Measles is a respiratory disease caused by a virus, that spreads through breathing, coughing and sneezing. While measles is harder to come by in the United States, the CDC notes it's still a worldwide public health problem that can be brought over to the country and spread to Americans. One CDC expert pointed out that a measles infection can linger for four hours even after the infected person is no longer in the vicinity.
"Clusters of people with like-minded beliefs leading them to forgo vaccines can leave them susceptible to outbreaks when measles is imported from elsewhere," Dr. Anne Schuchat, director of the National Center for Immunization and Respiratory Diseases, told reporters Thursday during a teleconference. "This is an extraordinarily contagious virus."
Such clusters included people with similar religions, those with extended large extended families or even certain school districts where vaccine rates are low.
So far this year, 159 cases of measles were reported in 16 states, with three outbreaks accounting for most of cases: outbreaks in New York City (58 cases), North Carolina (23 cases) and Texas (21 cases). That's on track for the most cases since measles was considered eliminated.
Fortunately, said Schuchat, nobody has died.
Eighty-two percent of cases were in unvaccinated persons, and 9 percent were in people who weren't sure if they'd been vaccinated. Seventy-nine percent of those the unvaccinated cited philosophical differences with the measles mumps and rubella (MMR) shot.

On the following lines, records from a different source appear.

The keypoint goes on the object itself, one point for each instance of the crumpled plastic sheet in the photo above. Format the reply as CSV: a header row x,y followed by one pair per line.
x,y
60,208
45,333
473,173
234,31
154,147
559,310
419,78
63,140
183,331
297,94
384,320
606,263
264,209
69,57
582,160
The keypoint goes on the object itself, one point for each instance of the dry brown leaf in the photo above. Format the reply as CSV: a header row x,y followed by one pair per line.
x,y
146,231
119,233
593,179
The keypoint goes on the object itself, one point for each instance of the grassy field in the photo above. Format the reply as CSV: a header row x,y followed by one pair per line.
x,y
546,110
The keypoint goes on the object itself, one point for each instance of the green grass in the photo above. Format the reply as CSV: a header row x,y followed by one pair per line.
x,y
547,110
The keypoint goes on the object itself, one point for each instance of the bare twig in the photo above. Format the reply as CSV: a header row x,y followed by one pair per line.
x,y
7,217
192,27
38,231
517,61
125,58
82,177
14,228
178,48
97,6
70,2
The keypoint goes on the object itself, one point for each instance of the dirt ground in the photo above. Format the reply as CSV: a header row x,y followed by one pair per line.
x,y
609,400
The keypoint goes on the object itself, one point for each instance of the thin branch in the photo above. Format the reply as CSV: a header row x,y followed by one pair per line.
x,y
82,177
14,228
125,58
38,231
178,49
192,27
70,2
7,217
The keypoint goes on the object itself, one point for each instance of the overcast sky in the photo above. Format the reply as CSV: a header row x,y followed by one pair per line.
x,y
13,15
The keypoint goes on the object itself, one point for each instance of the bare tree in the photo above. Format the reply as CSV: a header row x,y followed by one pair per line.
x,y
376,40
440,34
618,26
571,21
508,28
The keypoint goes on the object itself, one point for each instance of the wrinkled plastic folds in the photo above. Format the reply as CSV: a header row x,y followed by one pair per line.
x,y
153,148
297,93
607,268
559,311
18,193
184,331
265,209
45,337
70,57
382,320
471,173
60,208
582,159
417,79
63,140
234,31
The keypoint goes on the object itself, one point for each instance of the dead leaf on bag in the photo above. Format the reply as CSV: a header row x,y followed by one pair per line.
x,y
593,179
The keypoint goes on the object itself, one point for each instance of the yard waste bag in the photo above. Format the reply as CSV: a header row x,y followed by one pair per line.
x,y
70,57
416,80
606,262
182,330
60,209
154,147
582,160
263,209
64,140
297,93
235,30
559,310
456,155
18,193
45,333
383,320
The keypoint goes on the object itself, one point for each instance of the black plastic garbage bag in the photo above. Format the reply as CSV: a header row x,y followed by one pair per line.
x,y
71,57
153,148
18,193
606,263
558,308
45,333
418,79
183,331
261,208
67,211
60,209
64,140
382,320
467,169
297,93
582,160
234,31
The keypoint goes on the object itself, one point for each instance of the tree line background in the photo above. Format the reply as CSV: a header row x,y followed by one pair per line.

The CDC said recent misinformation about the measles vaccine -- including asince-disputed link to developing autism from vaccines -- may still be influencing some families. Schuchat called on pediatricians and doctors who have close relationships with these families to convince them otherwise.
In recent years, some pediatricians have even fired patients if parents won't get their kids vaccinated, citing risks of infecting other kidsin their practices.
The new measles report coincides with a CDC release of a national report card of vaccines in infants aged 19 to 35 months. This year marks the 20th anniversary of legislation that created the Vaccines For Children Program, a federally-funded effort to provide no-cost vaccines to kids whose families can't pay.
The program was first launched to combat a national measles crisis in the late 1980s, Schuchat explained, when a vaccination gap was evident in preschoolers who would get turned away from pediatricians because parents could not afford shots, only to be referred to a community health clinic where the families might not show up.